Gluten Free Easter Egg Linzer Cookies Recipe
Preheat oven to 325°F and line a large baking with parchment paper. Set aside. In a small dish, add the flaxseed meal and water and stir to combine. Allow to thicken for 10 to 15 minutes to make a flax egg.
Sift together the almond flour, coconut flour, baking soda and salt into a medium bowl using a fine mesh sieve.
Add the flax egg, maple syrup, coconut oil and vanilla extract to the bowl of a stand mixer fitted with the paddle attachment. Mix on medium-low speed until just combined.
In small batches, gradually add the dry ingredients to the wet ingredients, mixing on medium speed until combined. Mix until a ball of dough forms.

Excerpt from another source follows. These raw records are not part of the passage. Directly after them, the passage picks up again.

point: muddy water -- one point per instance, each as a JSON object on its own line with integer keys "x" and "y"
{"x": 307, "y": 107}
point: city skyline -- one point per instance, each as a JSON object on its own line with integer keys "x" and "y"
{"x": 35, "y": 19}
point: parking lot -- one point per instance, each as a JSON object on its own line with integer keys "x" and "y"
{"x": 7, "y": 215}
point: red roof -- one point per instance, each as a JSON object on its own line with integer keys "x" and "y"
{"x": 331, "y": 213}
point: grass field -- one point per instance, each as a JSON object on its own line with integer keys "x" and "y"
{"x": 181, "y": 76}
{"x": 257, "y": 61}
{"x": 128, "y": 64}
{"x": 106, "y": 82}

Flatten the dough into a thick disk, wrap in plastic wrap and refrigerate for 30 minutes.
Lightly flour a large flat surface. Roll dough about ¼-inch. Using a 2-inch egg-shaped cookie cutter, cut out the cookies. Using a 1-inch circle cookie cutter, cut out a circle from the lower part of half the cookie cutouts.
Carefully transfer the cookies to the prepared baking sheet and bake for 8 to 10 minutes (keep an eye on them because they burn quickly).
Transfer the cookies to a wire cooling rack. Once completely cool, lightly dust the cookies with the circle cutouts with confectioners’ sugar.
In a small saucepan, whisk together the sugar and cornstarch. Add the coconut milk, lemon juice, lemon zest and turmeric and whisk until combined. Cook over medium heat, whisking frequently, until the curd thickens, about 5 minutes.
Remove from heat and transfer the curd to a heat-safe container to cool completely. The curd will continue to thicken as it cools.
Add 1 tsp of curd to the cookies without circle cutouts. Place the cookies with the hole on top of the cookies with the curd. Serve immediately (Note: Do not store in an airtight container or they will get soggy; loosely cover with foil on a plate).